Unlike many other counties, the Kerry County Board doesn't operate a development squad or an academy. Footballers appear above ground like saplings in the spring. The county has five secondary schools playing A-grade football. Players will come. What if they don't though? On Saturday Paul O'Connor, a minor from 2004, and Darren O'Sullivan (a lively sub in last year's All-Ireland) both made appearances.

Both are talents. Both are small and fast though. Kerry would like an Owen Mulligan or a Steven McDonnell to be gifted to them. And a Dooher. Even Kerry's extraordinarily mobile and talented forward lines of the 1970s weren't complete until Eoin Liston had been installed in the number 14 jersey.

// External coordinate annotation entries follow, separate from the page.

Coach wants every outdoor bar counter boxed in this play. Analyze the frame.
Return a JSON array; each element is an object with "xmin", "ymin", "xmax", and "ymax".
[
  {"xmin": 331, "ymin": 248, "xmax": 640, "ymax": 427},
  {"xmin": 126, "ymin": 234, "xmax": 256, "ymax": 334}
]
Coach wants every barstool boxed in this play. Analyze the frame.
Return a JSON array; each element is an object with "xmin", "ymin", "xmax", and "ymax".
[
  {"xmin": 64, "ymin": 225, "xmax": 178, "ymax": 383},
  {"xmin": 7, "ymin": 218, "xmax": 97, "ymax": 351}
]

Kerry will emerge this summer with a very decent defence. Beyond that who knows? Darragh Ó Sé will still be scraping the skies but feeling the gravitational pull of age. Donaghy could be beside him. But Saturday night, when Donaghy was at wing forward, suggests even in Kerry they are beginning to wonder if midfield is the best posting for a 6ft 6in player.

Darren O'Sullivan and Paul O'Connor finished the game on Saturday playing in the wing-forward spots. For all their undoubted talent that's not what Kerry want just now. They want a couple of big strong, athletic wing forwards to materialise. Quick.

You can envisage the flowering of a full-forward line with Declan O'Sullivan at 14, the Gooch (Colm Cooper) in one corner and any one of Mike Frank, Darren O'Sullivan or Paul O'Connor in the other. But a half-forward line without the strength of Liam Hassett looks anaemic. Mickey Harte will be right now rubbing his chin and smiling at the thought of McGuigan and Dooher in full flight and young Raymond Mulgrew arriving to complete the line.

Kerry lost last week to Cork in the McGrath Cup. They lost on Saturday to Mayo in the league. They travel to Páirc Ui Rinn next weekend to play Cork again, knowing full well Billy Morgan is putting together a serious side.

It's February and none of it should matter too much but this is Kerry and it matters. O'Connor abandoned the Tomás Ó Sé midfield experiment after 20 minutes on Saturday. In any other county he could have persisted until Easter knowing Tomás has the class to come to grips with job.

The crowds this weekend were more numerous in other venues. There is about Tyrone a certain fundamentalist following, about Dublin the sense of razzmatazz pending, about Laois and Meath the hint of possibility. But in Kerry those who stayed away from Austin Stack Park will have been soaking up the evidence anyway. Everyone will have an opinion. My bet is O'Connor would swap jobs with Caffrey tomorrow.